Plusieurs associations américaines de défense des droits civils se montraient satisfaites mercredi de la suspension de l’exécution d’Albert Brown en Californie, ordonnée mardi soir par un juge fédéral, tout en déplorant “le chaos” légal entourant la peine capitale.

Après plusieurs jours de ping-pong judiciaire entre plusieurs cours californiennes, le juge fédéral Jeremy Fogel a finalement décidé mardi de suspendre l’exécution d’Albert Greenwood Brown, 56 ans, prévue à l’origine jeudi à 21H00 locales, et qui aurait mis fin à un moratoire de plus de 4 ans. “Nous pensons que c’est la bonne décision”, a déclaré à l’AFP James Clark, en charge de la peine de mort à l’antenne californienne de la puissante Association américaine de défense des libertés civiles (Aclu). “Il y a un chaos légal dans cette affaire depuis plusieurs semaines et il y a encore trop de questions légales sans réponses”, a-t-il ajouté. Le juge Fogel, qui avait donné son feu vert à l’exécution d’Albert Brown la semaine dernière — après avoir été en 2006 à l’origine du moratoire sur les exécutions — est revenu sur sa décision mardi à la demande d’une cour d’appel fédérale de San Francisco. Cette dernière avait estimé lundi que l’exécution était précipitée, et n’était motivée que par la date d’expiration imminente de la dose de produit anesthésiant utilisé pour l’injection mortelle — la dernière dont disposaient les autorités pénitentiaires californiennes. Le juge Fogel a demandé d’urgence un complément d’informations légales, mais a considéré qu’il n’aurait pas le temps d’étudier sereinement la question et a suspendu l’exécution. “De fait, toute la procédure concernant l’exécution (d’Albert Brown) , notamment la préparation de l’exécution ou la programmation d’une date, sont suspendues”, a-t-il déclaré dans son jugement.
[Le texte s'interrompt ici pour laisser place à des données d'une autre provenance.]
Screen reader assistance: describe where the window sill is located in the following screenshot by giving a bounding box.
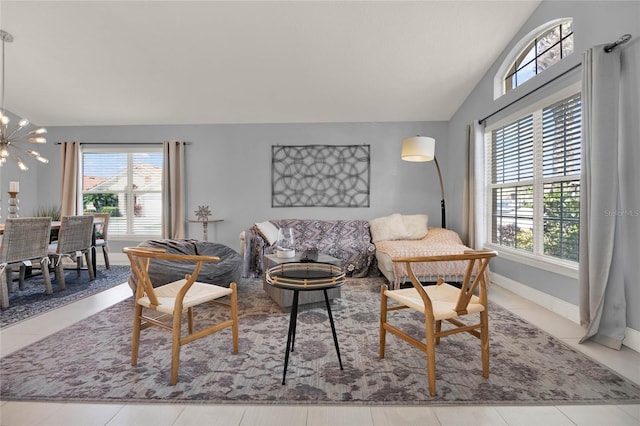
[111,234,162,241]
[484,244,579,279]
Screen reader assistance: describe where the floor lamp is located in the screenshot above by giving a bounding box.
[401,136,446,228]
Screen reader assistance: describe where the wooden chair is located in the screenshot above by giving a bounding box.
[0,217,53,308]
[47,215,95,290]
[90,213,110,269]
[123,246,239,385]
[379,249,497,396]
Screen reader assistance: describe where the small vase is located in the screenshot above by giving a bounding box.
[276,227,295,258]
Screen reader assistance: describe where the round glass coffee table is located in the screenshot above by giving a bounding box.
[265,262,346,384]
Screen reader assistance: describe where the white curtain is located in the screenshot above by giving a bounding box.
[579,40,639,349]
[59,141,82,217]
[462,121,485,249]
[162,141,186,239]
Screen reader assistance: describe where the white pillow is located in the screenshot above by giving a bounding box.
[368,213,409,243]
[402,214,429,239]
[255,221,280,245]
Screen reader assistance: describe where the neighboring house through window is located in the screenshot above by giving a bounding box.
[82,147,163,238]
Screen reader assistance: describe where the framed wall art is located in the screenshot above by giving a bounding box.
[271,144,370,208]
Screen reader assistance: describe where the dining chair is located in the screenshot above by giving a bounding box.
[124,246,239,385]
[48,215,95,290]
[379,249,497,396]
[90,213,110,269]
[0,217,53,309]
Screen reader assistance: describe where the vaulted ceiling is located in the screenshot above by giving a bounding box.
[0,1,540,126]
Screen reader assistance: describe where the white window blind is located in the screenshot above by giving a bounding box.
[540,94,581,261]
[487,92,581,262]
[82,148,163,238]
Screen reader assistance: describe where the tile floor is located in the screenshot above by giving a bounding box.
[1,267,639,426]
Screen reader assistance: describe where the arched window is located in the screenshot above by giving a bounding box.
[496,19,574,97]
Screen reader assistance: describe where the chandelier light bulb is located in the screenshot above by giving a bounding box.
[14,156,28,171]
[18,118,29,127]
[26,149,48,163]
Sa décision renvoie de fait toute éventuelle exécution à l’année 2011 au plus tôt, les stocks du produit anesthésiant étant épuisés dans tous les Etats-Unis, obligeant déjà plusieurs Etats à reporter les exécutions. “On a l’impression qu’il y a un rebondissement toutes les heures, juste parce que quelqu’un a oublié de prendre en compte tous les aspects de l’affaire”, déplore M. Clark. Lance Lindsey, directeur de Death Penalty Focus, une association de lutte contre la peine capitale, estime que la décision plaide pour le remplacement de la peine de mort par la prison à vie incompressible. “La prison à vie incompressible est une sanction claire et sûre, et en remplaçant la peine de mort, elle mettrait fin au chaos légal actuel et éviterait au familles de victimes ces montagnes russes judiciaires”, a-t-il déclaré à l’AFP. Selon lui, l’abolition de la peine de mort en Californie permettrait à l’Etat d’économiser 1 milliard de dollars sur cinq ans.

La Californie abrite le couloir de la mort le plus peuplé des Etats-Unis avec 697 condamnés attendant leur exécution, dont 16 femmes. La dernière exécution remonte à janvier 2006. Elle avait provoqué un tollé: le condamné, Clarence Ray Allen, était âgé de 76 ans, aveugle, partiellement sourd, cardiaque et en chaise roulante.